Nancy Pelosi avait pu déclarer, à l'aube de la Présidence Trump "Nous pouvons travailler ensemble pour faire passer rapidement un projet de loi sur les travaux d'infrastructure". Dans quelle mesure cette alliance à priori contre-nature pouvait être prévisible de la part de Donald Trump, notamment sur le modèle de l'accord bipartisan passé entre Dwight Eisenhower et les démocrates pour la loi sur les infrastructures autoroutières de 1956 ? Au regard de cette possibilité, quelle "relecture" peut on faire des débuts du mandat de Donald Trump ?

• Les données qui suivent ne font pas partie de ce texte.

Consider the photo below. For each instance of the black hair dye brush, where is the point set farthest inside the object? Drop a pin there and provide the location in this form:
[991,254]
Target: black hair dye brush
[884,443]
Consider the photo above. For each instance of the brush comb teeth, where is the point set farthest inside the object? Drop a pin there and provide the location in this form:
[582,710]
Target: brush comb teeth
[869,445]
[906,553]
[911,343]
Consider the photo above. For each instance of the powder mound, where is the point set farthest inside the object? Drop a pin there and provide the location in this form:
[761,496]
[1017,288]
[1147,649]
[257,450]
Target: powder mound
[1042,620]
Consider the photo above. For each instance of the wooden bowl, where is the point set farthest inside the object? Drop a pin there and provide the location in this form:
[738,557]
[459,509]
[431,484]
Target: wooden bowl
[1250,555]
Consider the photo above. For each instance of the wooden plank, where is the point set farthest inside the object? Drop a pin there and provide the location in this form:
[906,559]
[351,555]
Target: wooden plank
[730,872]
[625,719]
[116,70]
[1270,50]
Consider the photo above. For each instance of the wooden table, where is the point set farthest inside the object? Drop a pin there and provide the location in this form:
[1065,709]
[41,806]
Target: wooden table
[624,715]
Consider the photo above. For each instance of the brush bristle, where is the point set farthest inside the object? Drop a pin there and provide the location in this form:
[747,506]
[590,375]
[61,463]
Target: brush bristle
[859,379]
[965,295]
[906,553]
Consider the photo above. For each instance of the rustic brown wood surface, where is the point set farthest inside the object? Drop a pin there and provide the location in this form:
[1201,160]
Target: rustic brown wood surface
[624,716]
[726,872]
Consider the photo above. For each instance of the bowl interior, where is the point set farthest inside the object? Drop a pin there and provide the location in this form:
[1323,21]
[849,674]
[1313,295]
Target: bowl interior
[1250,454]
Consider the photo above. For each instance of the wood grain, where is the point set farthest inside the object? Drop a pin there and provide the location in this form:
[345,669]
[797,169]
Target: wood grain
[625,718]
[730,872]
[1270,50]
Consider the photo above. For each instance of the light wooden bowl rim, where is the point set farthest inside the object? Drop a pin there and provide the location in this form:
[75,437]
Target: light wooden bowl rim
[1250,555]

En effet, il semble que la voie est désormais ouverte pour un dégel des relations entre les deux camps. D’ailleurs ce jeudi, alors que Nancy Pelosi s’adressait au président pour qu’il rassure les jeunes sans papiers sur leur futur statut, Donald Trump ne s’est pas fait prié et a répondu favorablement et immédiatement. Ce faisant il met en grande difficulté le Parti républicain alors que le pays est entré en année électorale : dans à peine un an les électeurs repasseront par les urnes pour renouveler la Chambre des représentants dans sa totalité, ainsi qu’un tiers du sénat. Beaucoup de ces élus républicains ont donc besoin du soutien de Donald Trump pour assurer leur réélection et voteront dans le sens qu’il leur demandera, quoi qu’il puisse leur demander, ou presque.

Passer un accord bipartisan est donc une bonne opération pour Donald Trump qui n’a ainsi plus à se préoccuper de ce handicap que lui procurait sa toute petite majorité (à peine deux voix d’avance, ou 3 si on considère que le sénateur Menendez, du New Jersey, qui fait l’objet de poursuites judiciaires graves, est tenu éloigné des travaux du Congrès depuis mercredi).

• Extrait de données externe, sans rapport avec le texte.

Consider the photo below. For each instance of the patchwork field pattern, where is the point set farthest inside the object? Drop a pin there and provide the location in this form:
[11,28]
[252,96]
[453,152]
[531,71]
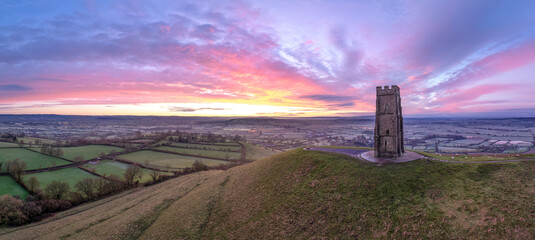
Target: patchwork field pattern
[202,153]
[69,175]
[88,152]
[32,159]
[164,160]
[109,167]
[9,186]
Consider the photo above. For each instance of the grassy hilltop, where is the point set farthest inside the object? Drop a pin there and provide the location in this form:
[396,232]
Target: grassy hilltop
[309,194]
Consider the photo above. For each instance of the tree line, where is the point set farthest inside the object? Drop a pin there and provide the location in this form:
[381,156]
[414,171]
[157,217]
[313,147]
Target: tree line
[58,196]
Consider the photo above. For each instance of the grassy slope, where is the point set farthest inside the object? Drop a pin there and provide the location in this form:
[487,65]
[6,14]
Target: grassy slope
[70,175]
[9,186]
[307,194]
[123,216]
[164,159]
[257,152]
[6,144]
[33,160]
[88,152]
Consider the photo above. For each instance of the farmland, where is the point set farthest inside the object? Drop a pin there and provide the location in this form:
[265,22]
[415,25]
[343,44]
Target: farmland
[7,144]
[32,159]
[202,153]
[229,146]
[429,199]
[9,186]
[164,160]
[69,175]
[257,152]
[108,168]
[88,152]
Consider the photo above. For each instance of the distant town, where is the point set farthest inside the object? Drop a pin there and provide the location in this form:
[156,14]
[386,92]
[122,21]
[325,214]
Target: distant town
[437,135]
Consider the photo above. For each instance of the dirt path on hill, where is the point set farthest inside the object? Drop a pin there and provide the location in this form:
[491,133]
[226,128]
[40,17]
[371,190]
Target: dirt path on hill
[357,153]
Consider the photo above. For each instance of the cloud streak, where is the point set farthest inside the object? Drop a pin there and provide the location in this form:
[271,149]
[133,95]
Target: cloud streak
[445,55]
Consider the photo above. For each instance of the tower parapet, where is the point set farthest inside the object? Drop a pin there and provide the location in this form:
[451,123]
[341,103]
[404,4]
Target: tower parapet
[388,133]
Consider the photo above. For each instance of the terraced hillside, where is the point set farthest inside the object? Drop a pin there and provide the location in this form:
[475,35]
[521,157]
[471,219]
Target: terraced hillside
[308,194]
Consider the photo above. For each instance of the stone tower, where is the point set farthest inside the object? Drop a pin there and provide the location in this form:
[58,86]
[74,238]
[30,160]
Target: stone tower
[388,123]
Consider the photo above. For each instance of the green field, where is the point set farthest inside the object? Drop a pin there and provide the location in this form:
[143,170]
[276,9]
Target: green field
[6,144]
[253,152]
[109,167]
[314,195]
[231,146]
[202,153]
[32,139]
[69,175]
[165,159]
[9,186]
[32,159]
[88,152]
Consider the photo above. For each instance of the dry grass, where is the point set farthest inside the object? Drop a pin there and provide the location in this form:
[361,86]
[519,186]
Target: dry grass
[110,218]
[316,195]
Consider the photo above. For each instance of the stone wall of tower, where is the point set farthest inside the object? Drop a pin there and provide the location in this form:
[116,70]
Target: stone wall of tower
[388,134]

Là encore, on pouvait s’attendre à un tel mouvement de Donald Trump, qui reste le président le plus iconoclaste qui ait jamais été élu aux Etats-Unis et qui ne perd pas une occasion pour montrer à son électorat qu’il brise les codes politiques classiques. 

En revanche, c’est beaucoup plus inattendu de la part des démocrates, qui se sont livrés à une guérilla incessante et totale depuis le jour de l’élection et qui en ont mesuré toute les limites. Il reste à mesurer comment fonctionnera la discipline dans les rangs de ce parti : certains sénateurs ne pourront pas se défiler. Ainsi, Heidi Heidkamp est en grande difficulté pour l’élection de novembre 2018 alors que Trump a remporté son Etat, le Dakota du Nord avec 63% des suffrages. Elle sait bien que n’importe quel accord vaut mieux qu’une confrontation forte. Pour d’autres, en revanche, il faudra avaler beaucoup de couleuvres et, surtout, arriver à les faire avaler par une base démocrate qui est foncièrement anti-Trump. 

Quel est le risque, pour les démocrates, d'accepter de participer à l'élaboration du gigantesque plan d'infrastructure qui pourrait conduire à une hausse de popularité du nouveau locataire de la Maison Blanche, et à sa possible réélection, si ce plan venait à générer un important nombre d'emplois ?

Tout le monde s’accorde pour dire que ce plan d’infrastructure sera générateur de création d’emploi. C’est d’ailleurs sur cette promesse que la bourse a particulièrement bien réagi depuis l’élection de Donald Trump. Ce n’est pourtant pas forcément sur la réalisation de cette promesse que le président assurera sa réélection : il me semble que de mettre fin à une opposition systématique est un premier bon mouvement pour le Parti démocrate s’il veut barrer la route d’un second mandat au 45e président. Car le blocage incessant donne de très mauvais fruits : les Américains ne sont plus que 12% à considérer que les élus du Congrès font du bon travail, ce qui est très nettement moins que la très mauvaise côte dont est crédité le président. On commente également assez peu que le Parti démocrate lui-même souffre d’une très mauvaise image. Les divisions sont visibles et lui font très mal. La prochaine sortie du livre d’Hillary Clinton le 12 septembre ne va rien arranger. Tout cela s’est déjà traduit à plusieurs reprises dans les urnes puisque le Parti démocrate a perdu toutes les élections partielles depuis l’élection de Donald Trump. Chuck Schumer et Nancy Pelosi ont pris la mesure du danger et tentent une nouvelle stratégie. Ils pourront au moins se créditer d’une part de la réussite des futurs plans sur les infrastructures ou de baisse des impôts.